Giving Compass' Take:

• Rebecca Ruiz reports on a group called Showing Up for Racial Justice, which helps connect refugees in need of housing to sponsors who want to help.

• This is just one way to give your time in the midst of a US immigration crisis that has seen children separated at the border from their parents. Are you ready to address the needs of refugees? 

• Read about what donors can do to address the family separation issue.


Grace Aheron has never met the four transgender women from Honduras and El Salvador currently detained in a federal immigration facility in New Mexico, but she's waiting to welcome them into her home.

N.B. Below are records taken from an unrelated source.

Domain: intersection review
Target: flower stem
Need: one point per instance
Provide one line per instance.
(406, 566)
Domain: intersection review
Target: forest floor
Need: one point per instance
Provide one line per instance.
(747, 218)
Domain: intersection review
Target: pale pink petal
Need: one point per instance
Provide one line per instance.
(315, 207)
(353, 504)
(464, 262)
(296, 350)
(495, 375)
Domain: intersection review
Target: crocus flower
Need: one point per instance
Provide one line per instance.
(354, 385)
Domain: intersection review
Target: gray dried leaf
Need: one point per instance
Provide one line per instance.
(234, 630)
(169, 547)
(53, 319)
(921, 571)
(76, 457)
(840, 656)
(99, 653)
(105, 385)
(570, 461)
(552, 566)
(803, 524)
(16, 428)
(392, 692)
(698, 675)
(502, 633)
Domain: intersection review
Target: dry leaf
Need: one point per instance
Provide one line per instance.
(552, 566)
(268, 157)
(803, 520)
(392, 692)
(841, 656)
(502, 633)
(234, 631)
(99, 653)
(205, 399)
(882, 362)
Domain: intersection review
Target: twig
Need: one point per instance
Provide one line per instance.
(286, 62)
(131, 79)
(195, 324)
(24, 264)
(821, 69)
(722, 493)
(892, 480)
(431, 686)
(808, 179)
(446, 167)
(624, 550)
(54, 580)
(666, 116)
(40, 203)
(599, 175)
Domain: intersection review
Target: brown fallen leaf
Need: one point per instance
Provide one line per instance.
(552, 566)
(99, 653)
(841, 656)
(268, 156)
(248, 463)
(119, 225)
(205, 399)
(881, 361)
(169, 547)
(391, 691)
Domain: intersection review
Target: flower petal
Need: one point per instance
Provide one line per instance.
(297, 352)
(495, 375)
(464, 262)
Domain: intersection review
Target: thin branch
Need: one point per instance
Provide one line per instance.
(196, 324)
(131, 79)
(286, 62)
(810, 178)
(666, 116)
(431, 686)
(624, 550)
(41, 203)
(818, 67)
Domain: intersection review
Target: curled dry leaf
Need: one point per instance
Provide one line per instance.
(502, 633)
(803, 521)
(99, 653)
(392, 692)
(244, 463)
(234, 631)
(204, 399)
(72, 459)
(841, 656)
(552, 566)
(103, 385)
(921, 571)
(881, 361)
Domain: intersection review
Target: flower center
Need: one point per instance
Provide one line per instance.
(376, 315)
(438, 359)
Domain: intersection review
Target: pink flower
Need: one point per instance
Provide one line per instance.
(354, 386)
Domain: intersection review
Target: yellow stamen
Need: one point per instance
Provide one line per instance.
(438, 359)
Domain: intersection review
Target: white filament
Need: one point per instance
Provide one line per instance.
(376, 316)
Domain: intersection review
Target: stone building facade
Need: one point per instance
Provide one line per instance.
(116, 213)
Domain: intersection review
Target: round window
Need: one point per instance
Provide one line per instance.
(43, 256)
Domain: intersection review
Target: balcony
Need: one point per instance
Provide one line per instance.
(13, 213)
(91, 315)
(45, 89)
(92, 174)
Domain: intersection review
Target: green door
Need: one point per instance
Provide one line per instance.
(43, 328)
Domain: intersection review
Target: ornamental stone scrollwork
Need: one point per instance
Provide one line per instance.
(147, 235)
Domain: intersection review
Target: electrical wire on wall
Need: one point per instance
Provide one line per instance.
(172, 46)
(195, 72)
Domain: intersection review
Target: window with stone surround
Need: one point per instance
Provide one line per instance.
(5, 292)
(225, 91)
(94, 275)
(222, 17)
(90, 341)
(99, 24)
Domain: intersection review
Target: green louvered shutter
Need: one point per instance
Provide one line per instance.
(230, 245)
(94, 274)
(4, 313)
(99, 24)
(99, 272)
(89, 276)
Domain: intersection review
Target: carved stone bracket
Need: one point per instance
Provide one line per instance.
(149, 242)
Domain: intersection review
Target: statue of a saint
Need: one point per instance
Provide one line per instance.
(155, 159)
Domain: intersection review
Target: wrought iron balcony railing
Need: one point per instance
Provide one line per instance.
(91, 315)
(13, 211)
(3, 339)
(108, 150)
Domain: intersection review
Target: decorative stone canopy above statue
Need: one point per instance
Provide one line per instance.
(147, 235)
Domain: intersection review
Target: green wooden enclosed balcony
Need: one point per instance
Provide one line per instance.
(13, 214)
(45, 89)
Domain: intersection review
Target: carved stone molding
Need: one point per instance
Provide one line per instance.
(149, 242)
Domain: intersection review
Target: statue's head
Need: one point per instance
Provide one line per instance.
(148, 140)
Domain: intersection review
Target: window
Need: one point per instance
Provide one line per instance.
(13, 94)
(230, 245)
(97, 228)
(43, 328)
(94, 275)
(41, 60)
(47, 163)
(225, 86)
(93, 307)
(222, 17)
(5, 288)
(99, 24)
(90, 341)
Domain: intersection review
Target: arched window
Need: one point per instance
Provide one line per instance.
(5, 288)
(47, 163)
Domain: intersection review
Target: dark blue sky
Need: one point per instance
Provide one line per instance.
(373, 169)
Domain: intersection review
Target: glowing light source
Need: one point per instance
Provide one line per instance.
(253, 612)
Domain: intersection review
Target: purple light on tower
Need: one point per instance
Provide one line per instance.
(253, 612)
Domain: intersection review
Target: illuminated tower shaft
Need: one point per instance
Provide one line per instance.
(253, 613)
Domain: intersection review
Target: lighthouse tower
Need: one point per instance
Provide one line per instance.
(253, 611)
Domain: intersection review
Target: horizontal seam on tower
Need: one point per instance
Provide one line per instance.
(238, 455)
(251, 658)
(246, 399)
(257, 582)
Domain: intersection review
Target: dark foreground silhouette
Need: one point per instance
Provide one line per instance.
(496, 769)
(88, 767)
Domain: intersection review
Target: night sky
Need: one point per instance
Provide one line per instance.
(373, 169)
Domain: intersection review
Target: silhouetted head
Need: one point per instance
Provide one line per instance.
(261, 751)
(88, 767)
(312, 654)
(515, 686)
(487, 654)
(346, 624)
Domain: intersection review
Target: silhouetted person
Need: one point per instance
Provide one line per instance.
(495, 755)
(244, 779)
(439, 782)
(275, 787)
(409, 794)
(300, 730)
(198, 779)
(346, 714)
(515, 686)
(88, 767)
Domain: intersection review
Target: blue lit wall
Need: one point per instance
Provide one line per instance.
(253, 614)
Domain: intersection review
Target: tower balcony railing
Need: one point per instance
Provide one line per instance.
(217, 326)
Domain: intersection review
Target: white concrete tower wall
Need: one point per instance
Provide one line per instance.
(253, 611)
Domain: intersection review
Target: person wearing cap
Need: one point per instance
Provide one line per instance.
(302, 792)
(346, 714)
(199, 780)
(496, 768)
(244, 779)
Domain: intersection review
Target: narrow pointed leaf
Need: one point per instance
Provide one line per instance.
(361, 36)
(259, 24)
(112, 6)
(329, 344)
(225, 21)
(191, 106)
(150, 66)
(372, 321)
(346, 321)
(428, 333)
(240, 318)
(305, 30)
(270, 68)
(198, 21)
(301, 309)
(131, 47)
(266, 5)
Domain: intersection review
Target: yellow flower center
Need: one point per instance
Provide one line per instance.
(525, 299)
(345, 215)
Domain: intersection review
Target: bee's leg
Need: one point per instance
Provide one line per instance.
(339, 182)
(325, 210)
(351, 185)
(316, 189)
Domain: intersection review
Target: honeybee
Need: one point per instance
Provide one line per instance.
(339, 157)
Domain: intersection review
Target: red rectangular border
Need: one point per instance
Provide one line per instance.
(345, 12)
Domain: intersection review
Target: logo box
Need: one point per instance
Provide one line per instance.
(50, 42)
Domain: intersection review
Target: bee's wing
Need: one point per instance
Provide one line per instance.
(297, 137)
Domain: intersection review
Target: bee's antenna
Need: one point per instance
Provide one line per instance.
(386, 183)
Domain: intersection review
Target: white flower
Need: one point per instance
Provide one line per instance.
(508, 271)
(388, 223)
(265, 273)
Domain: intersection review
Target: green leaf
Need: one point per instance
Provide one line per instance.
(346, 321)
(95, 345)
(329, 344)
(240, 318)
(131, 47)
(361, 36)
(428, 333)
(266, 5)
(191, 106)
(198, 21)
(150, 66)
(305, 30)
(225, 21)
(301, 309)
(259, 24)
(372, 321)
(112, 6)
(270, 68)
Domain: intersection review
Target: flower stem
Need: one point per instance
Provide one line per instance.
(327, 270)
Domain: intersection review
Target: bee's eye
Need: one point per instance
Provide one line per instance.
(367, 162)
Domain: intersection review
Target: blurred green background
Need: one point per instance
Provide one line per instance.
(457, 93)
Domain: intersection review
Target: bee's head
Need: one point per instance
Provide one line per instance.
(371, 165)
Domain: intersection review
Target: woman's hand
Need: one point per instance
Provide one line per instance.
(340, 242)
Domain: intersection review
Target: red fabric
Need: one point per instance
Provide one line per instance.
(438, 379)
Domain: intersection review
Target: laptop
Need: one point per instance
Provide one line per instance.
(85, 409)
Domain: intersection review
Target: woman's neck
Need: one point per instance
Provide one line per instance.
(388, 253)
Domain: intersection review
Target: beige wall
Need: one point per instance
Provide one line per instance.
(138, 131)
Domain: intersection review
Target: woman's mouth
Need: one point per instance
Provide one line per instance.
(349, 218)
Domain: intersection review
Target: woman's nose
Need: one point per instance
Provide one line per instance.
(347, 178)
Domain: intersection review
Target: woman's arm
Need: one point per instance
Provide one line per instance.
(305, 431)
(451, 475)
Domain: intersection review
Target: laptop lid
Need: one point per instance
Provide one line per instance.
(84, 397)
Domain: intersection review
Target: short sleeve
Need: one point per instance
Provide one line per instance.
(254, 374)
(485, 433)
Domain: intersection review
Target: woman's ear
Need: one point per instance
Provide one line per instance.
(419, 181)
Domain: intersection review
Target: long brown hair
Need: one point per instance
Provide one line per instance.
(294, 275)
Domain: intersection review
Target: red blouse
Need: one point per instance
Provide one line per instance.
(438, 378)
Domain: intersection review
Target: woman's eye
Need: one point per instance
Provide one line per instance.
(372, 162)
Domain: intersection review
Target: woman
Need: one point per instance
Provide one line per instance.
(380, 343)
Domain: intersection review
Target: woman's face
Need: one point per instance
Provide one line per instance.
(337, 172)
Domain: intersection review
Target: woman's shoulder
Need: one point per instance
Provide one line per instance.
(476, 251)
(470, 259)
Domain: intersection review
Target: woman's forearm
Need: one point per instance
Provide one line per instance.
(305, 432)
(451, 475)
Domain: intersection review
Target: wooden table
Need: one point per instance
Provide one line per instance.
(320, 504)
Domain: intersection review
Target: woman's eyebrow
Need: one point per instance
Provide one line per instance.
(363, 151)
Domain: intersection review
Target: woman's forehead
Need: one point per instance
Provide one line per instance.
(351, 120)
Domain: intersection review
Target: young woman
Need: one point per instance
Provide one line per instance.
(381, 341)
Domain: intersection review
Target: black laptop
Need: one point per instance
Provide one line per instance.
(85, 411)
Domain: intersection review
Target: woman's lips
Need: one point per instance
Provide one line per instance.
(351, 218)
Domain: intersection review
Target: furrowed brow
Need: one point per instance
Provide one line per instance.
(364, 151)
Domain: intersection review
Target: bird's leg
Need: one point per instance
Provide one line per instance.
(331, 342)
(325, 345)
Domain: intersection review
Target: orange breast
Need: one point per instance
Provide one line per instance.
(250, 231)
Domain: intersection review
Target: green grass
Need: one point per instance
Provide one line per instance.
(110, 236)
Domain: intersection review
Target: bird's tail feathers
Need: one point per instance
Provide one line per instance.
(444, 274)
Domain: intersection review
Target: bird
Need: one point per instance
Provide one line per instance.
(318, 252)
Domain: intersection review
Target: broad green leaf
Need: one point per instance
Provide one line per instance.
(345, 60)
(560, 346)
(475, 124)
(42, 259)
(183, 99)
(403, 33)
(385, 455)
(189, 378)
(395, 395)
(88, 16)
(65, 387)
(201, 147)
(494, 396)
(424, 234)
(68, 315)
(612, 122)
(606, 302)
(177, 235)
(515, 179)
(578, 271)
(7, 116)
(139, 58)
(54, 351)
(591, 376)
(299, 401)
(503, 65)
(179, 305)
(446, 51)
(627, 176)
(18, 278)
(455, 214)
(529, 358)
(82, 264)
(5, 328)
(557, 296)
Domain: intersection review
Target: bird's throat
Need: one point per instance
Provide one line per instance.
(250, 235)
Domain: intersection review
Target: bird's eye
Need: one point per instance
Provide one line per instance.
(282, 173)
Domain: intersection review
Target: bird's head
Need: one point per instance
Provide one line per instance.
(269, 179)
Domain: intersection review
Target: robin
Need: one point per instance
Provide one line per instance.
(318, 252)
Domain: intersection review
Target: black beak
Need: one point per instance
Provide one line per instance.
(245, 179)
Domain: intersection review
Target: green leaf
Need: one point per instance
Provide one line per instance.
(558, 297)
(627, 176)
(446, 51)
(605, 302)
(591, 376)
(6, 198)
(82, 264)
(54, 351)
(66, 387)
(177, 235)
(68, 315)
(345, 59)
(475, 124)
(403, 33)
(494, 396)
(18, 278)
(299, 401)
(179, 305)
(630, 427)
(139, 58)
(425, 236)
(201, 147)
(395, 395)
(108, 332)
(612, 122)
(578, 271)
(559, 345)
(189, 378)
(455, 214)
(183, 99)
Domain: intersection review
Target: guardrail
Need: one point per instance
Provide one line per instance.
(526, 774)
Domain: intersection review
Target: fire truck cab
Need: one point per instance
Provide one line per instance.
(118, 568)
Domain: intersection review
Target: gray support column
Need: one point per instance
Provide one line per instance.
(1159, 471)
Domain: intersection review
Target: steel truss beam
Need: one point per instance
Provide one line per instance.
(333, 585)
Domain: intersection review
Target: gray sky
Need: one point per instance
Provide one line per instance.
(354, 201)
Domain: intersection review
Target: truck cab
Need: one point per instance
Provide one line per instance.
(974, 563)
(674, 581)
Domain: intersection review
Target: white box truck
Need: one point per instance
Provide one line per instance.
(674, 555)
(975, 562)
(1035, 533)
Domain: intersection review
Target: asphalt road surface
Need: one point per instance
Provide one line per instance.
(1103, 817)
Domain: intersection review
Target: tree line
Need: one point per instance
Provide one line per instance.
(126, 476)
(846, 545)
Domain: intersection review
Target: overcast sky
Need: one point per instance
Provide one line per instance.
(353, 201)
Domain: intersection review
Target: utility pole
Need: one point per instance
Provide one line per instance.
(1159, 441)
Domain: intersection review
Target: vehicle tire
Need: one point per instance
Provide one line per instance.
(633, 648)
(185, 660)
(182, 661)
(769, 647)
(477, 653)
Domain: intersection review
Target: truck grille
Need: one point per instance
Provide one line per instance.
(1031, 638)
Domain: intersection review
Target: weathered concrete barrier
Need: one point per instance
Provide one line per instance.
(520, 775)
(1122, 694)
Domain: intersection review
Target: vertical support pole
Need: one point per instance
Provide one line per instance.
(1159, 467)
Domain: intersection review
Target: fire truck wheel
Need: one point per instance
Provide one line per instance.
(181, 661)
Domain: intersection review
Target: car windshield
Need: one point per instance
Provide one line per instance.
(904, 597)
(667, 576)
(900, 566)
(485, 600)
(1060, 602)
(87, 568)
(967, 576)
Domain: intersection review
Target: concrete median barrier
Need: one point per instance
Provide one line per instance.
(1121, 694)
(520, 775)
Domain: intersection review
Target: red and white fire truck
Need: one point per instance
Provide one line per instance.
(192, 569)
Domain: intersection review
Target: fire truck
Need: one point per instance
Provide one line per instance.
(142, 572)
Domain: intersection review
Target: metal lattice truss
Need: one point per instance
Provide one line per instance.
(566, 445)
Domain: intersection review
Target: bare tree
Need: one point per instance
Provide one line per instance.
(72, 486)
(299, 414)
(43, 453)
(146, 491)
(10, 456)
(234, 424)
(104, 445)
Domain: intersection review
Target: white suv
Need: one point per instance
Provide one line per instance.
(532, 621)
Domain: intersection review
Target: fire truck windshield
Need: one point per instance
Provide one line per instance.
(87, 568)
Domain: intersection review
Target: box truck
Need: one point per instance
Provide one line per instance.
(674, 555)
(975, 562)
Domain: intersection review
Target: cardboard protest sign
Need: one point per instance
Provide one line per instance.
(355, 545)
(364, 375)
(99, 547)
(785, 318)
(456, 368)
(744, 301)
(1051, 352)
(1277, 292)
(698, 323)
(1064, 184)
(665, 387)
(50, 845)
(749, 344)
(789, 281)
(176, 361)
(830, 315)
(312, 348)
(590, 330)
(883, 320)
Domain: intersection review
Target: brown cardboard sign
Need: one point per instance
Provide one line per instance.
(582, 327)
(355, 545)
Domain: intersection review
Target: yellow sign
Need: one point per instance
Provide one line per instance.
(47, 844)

These women arrived in the United States in April after traveling thousands of miles with a migrant caravan from Central America to seek refuge from discrimination and persecution in their native countries. They made their way toward the U.S. without someone to sponsor them — until Aheron, a 27-year-old activist who lives in Charlottesville, Virginia, volunteered to be their host.

Look if there was ever a David and Goliath moment, this is it.

Aheron stepped up for the role when she learned that the national organizing group called Showing Up for Racial Justice (SURJ), of which she is a member, sought sponsors for members of the caravan. Heather Cronk, SURJ's co-director, thought the organization might get 10 or 15 volunteers when it put the call out in April. She was stunned when 150 people around the country signed up.

In the wake of outrage over the Trump administration's policy to separate migrant parents from their children, SURJ sent another request for sponsor volunteers to its network earlier this week. More than 100 people offered up their homes to migrant refugees in federal detention centers in just a few days.